[OpenAFS] Evaluating OpenAFS: Questions
Derrick J Brashear
shadow@dementia.org
Wed, 12 Jan 2005 11:31:06 -0500 (EST)
On Wed, 12 Jan 2005 Jean-Francois.Doyon@CCRS.NRCan.gc.ca wrote:
> A quick overview of what I'm looking at: Multiple tera-bytes (5-10?) of
> geospatial data distributed among at least 2, and possibly up to 5 or 6
> different geographical locations. I need to make this data
> universally/pervasively accessible, in a high-performance, fault-tolerant
> manner. There will be a layer of web services on top of this, as well as
> possibly a content management system if that proves sensible.
An aside, I think some level of "WebSphere" was essentially this.
> 1) API: Is there an API available to control OAFS related functionnality
> through 3rd party applications? And if so bindings to various languages?
> (I'm especially interested in Python and Java, though if there is a C/C++ I
> may be willing to create my own bindings). This would be used to
> potentially automate some system tasks such as scheduled or event-based
> replication, user management, etc ...
There is Perl distributed externally, and Java bindings distributed with
versions 1.3.x.
> 2) User Security: I understand that the AFS has it's own security
> authentication mechanisms and database. I also often saw references to
> linking the AFS security into the client's local security (/etc/passwd).
That wouldn't be helpful; Certainly you could continue to list users there
rather than using a directory service, but the password verification would
be done with Kerberos (by getting Kerberos tickets, or AFS tokens
directly) otherwise you'd be unable to speak authenticated to the AFS
servers.
> What about NIS? Or other PAM-based authentication?
You can use PAM modules which will do Kerberos and/or AFS verification and
ticket/token setting. NIS could be used for user information lookup (as a
directory) but not for authentication.
> I'm wondering about
> integration into the corporate authentication systems, such as the Windows
> domains for example, or the NIS domains. A given user might have different
> UID's on different boxes and managing the ID match between the local
> password database and the AFS one could quickly get onerous.
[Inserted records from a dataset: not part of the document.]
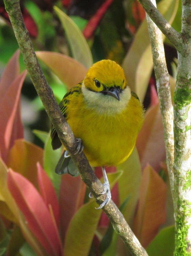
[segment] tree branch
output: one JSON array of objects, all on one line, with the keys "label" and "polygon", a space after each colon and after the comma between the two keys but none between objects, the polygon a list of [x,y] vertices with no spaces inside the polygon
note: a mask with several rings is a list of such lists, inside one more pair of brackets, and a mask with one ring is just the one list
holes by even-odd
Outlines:
[{"label": "tree branch", "polygon": [[[145,5],[147,3],[148,6],[151,6],[149,0],[139,0],[143,4]],[[153,2],[154,1],[153,0]],[[161,22],[159,22],[157,18],[153,17],[154,12],[152,13],[152,10],[154,10],[153,7],[152,7],[149,9],[148,6],[145,7],[145,5],[143,7],[145,10],[147,9],[148,14],[162,32],[170,40],[169,36],[165,34],[168,30],[166,29],[166,26],[165,27],[165,20],[162,17]],[[160,14],[156,10],[154,9],[154,15],[158,18]],[[191,253],[191,17],[190,0],[183,0],[181,35],[182,38],[184,39],[184,41],[178,37],[177,39],[171,38],[171,40],[172,42],[172,40],[174,40],[174,44],[177,44],[175,46],[178,51],[178,60],[177,82],[174,99],[173,161],[172,154],[174,150],[172,130],[173,115],[168,86],[168,75],[165,63],[163,47],[162,52],[161,51],[162,35],[150,18],[148,16],[147,17],[163,118],[167,164],[174,200],[175,223],[174,256],[188,256]],[[163,26],[164,27],[163,28]],[[170,28],[169,30],[172,32],[171,35],[176,36],[177,32],[173,32],[172,29]],[[159,34],[160,34],[159,35]],[[160,56],[160,55],[161,56]]]},{"label": "tree branch", "polygon": [[[51,121],[61,141],[78,167],[82,180],[96,198],[97,202],[100,204],[104,199],[104,195],[100,195],[100,193],[103,190],[103,186],[96,176],[84,154],[82,152],[74,155],[76,146],[75,138],[64,118],[52,90],[42,73],[23,20],[19,1],[4,0],[4,3],[25,65]],[[114,229],[124,241],[132,255],[148,256],[112,201],[110,200],[103,209],[109,218]]]},{"label": "tree branch", "polygon": [[184,49],[183,47],[184,39],[182,35],[170,25],[150,0],[139,1],[149,17],[168,38],[177,51],[184,53]]},{"label": "tree branch", "polygon": [[[152,0],[153,4],[156,5],[155,0]],[[171,190],[174,198],[173,115],[169,84],[169,76],[166,62],[162,33],[147,14],[146,18],[163,120],[167,164]]]}]

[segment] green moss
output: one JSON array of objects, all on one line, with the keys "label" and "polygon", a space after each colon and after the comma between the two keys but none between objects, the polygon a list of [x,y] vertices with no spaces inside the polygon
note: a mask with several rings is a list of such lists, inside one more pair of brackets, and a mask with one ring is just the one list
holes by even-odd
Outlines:
[{"label": "green moss", "polygon": [[188,217],[189,212],[188,210],[188,204],[186,201],[182,202],[181,204],[179,204],[178,208],[181,209],[181,210],[176,215],[174,256],[189,256],[189,253],[186,251],[187,247],[186,238],[189,228],[186,220],[186,217]]},{"label": "green moss", "polygon": [[174,92],[174,101],[180,107],[190,104],[191,101],[191,90],[189,86],[177,88]]}]

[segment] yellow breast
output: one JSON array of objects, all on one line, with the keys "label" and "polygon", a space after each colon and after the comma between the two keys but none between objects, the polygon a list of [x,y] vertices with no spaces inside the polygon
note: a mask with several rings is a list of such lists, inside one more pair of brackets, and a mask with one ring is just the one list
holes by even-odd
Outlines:
[{"label": "yellow breast", "polygon": [[75,136],[82,139],[92,166],[117,165],[131,153],[143,118],[139,100],[130,97],[119,113],[111,108],[110,113],[95,111],[87,105],[82,93],[70,101],[67,121]]}]

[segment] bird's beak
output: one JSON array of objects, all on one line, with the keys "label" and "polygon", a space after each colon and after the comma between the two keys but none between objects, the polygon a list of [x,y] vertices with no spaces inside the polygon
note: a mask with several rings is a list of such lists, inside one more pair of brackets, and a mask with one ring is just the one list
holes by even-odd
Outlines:
[{"label": "bird's beak", "polygon": [[120,101],[120,90],[115,86],[112,87],[111,89],[107,91],[107,94],[108,95]]}]

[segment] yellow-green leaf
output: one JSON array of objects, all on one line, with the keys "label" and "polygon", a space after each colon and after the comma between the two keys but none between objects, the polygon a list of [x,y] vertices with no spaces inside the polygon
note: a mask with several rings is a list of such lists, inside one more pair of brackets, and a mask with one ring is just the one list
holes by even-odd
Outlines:
[{"label": "yellow-green leaf", "polygon": [[[170,24],[176,15],[178,4],[178,0],[162,0],[157,5],[158,10]],[[146,19],[136,32],[122,66],[129,86],[143,102],[153,66]]]},{"label": "yellow-green leaf", "polygon": [[71,19],[58,7],[55,6],[54,9],[65,31],[73,57],[89,69],[93,64],[92,56],[80,30]]},{"label": "yellow-green leaf", "polygon": [[[122,174],[118,171],[108,173],[111,188]],[[74,216],[66,234],[64,249],[65,256],[87,256],[90,249],[102,210],[97,210],[98,204],[92,200],[84,205]],[[79,234],[80,234],[79,235]]]}]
numeric uids, or the username string?
> 3) Because of the sheer size of the data (and the fact it will basically
> grow indefinitely), I would like to consider the opion of using replication
> as a form of backup (10TB worth of tapes, and the management overhead for
> all this, will likely proove prohibitive). I woulod simply make sure all
> data gets replicated to *at least* one other location (Available storage
> permitting). The web services/application layer would need to be aware of
> the fail overs in order to make sure the service colsest to the data is
> always used to avoid going over WAN links for dynamic/on-demand data use
> (Which takes me back to questions 1 and 2).
We don't have automatic replication, though your frontend could
re-replicate after any data store. As to using the closest replica, you
can do this automatically by setting a priority list on the client called
"server preferences"; It is by IP address of the server and the client
will then prefer to fetch from the servers in the order you've specified.
> 4) How safe is the protocol itself? Could I mount shares accross the open
> internet? Is there encryption available? Basically, if a totally external
> organization wants to "peer" into the filesystem, can it be done safely and
> reliably as far as OFS is concerned (Assuming all other factors, such as
> network bandwith and network level security is properly managed of course).
Encryption is available, but will be more interesting in a few months when
more encryption types are available. Is your geospatial data sensitive?
The access control issue for sharing out of AFS isn't a big deal, to the
extent that you trust Kerberos to be secure. If you do have worries about
that, you may also want the true Kerberos 5 which will be introduced at
the same time before you share data generally.
And as another aside, I will tell you that you've hit one of my interest
areas; The largest use of my own home AFS cell is geospatial data.